I see HtmlElementTables.impliedElements handles this logic and there is even this comment
// If we require above that all <li>s appear in a <ul> or <ol> then
// for symmetry, we require here that all content of a <ul> or <ol> appear
// nested in a <li>.
// This does not have the same security implications as the above, but is
// symmetric.
But there is no way of overriding this behaviour
If the sanitizer produces structurally invalid markup, there's a greater risk of HTML parsers getting confused so I can't do that.
If I allow overriding umpteen behaviors, then testing with a handful of configurations doesn't give confidence in most of the possible configurations.
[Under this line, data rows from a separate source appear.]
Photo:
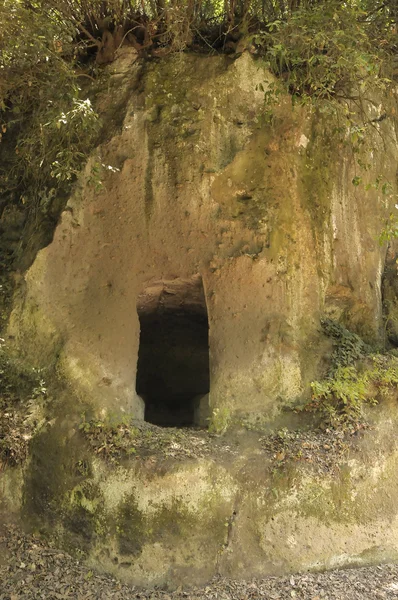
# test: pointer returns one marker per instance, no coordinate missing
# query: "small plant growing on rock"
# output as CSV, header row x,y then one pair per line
x,y
356,377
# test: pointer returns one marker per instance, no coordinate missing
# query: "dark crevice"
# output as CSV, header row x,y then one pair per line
x,y
173,360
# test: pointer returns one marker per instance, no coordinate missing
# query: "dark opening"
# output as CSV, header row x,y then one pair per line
x,y
173,358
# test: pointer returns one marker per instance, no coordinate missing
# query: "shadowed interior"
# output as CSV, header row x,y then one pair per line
x,y
173,359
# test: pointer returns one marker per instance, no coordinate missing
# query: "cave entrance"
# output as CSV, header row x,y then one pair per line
x,y
173,357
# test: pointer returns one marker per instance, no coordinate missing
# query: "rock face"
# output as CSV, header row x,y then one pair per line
x,y
188,288
197,184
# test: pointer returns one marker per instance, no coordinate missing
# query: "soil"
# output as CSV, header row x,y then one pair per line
x,y
30,569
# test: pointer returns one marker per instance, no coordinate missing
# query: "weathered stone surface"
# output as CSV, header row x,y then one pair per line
x,y
235,513
197,183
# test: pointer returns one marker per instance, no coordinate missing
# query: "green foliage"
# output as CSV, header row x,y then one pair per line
x,y
348,346
23,393
47,130
326,52
355,377
220,420
339,398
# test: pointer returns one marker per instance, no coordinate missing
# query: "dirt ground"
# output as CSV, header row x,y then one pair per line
x,y
29,570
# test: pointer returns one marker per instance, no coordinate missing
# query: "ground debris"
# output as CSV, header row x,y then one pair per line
x,y
32,570
321,450
144,440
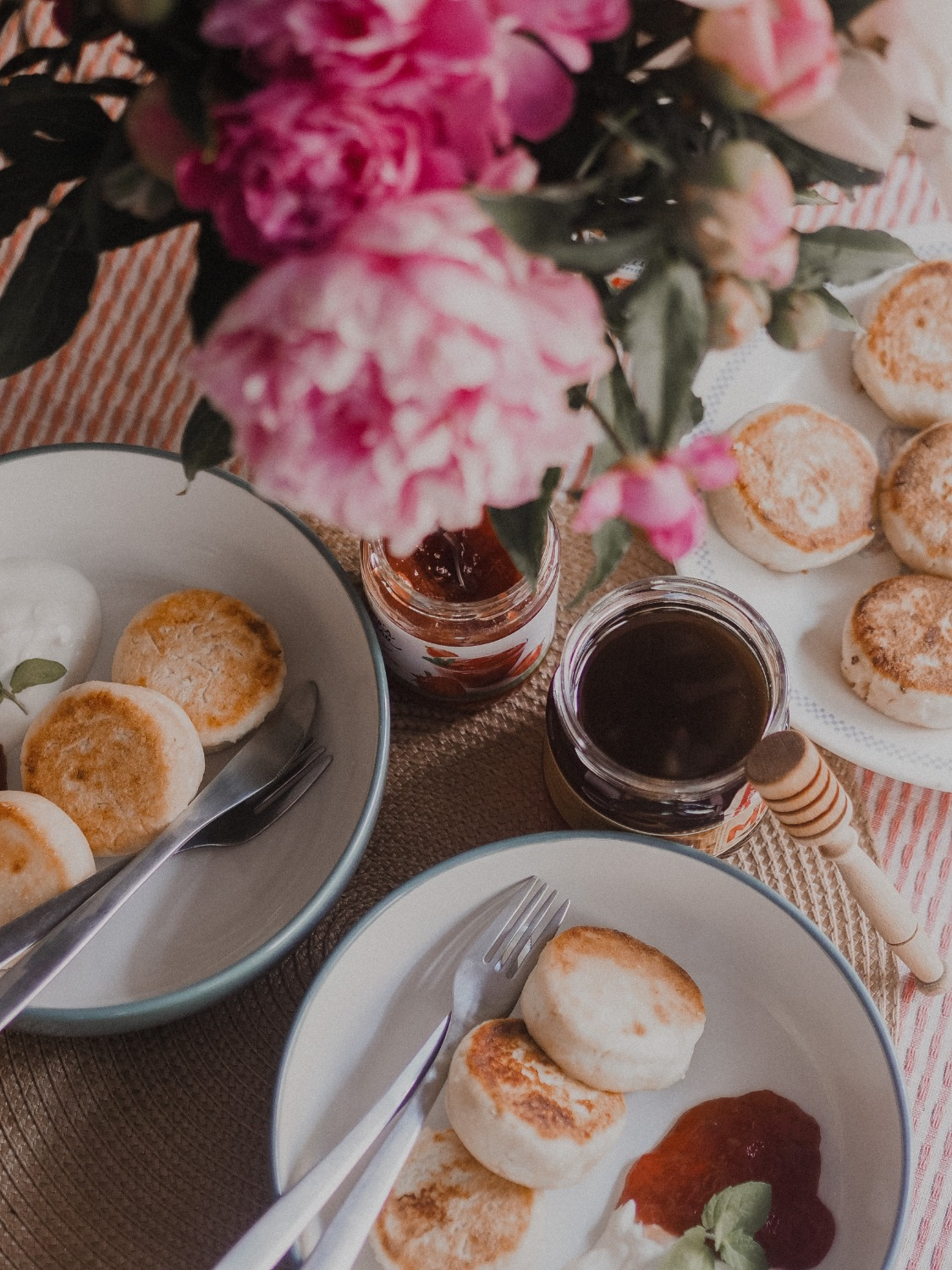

If I were to add a class to elements synthesized in this way, then you could try to fix it up with some CSS.
<style>
li.synthesized { list-style: none }
</style>
<ul>
<li>Topic 1</li>
<li class="synthesized"><ul>
<li>Item 1</li>
<li>Item 2</li>
<li class="synthesized"><ul>
<li>Sub 1 </li>
<li>Sub 2</li>
<li>Sub 3</li>
</ul></li>
<li>Item 3</li>
</ul></li>
</ul>
Unfortunately, my CSS isn't strong enough to know whether there's a way to disable list-style when the only child of an <li> is a <ul> or <ol>. Something like the below would work, but isn't supported in CSS IIRC:
li:has(> ul:only-child), li:has(> ol:only-child) {
list-style: none
}
It seems to me that arguing that an invalid meaning has a precise meaning is twisting the meaning of "invalid". Within a <ul> or <ol> all non-whitespace content has to be inside a <li> tag. Upon encountering content outside of a <li> there are four possibilities:
- Discard it
- Surround it in a
<li> - Add it to the previous
<li>if there is one, otherwise do what? - Add it to the succeeding
<li>if there is one, otherwise do what?
Obviously none of these are definitively correct, because the input is invalid. Furthermore, assuming a tag may extends past its explicit end as @pcelentano argues for seems a perverse treatment of a valid tag.
In this case option 2 is repeatable everywhere and does not discard potentially important content. I believe the current implementation provides the best solution possible.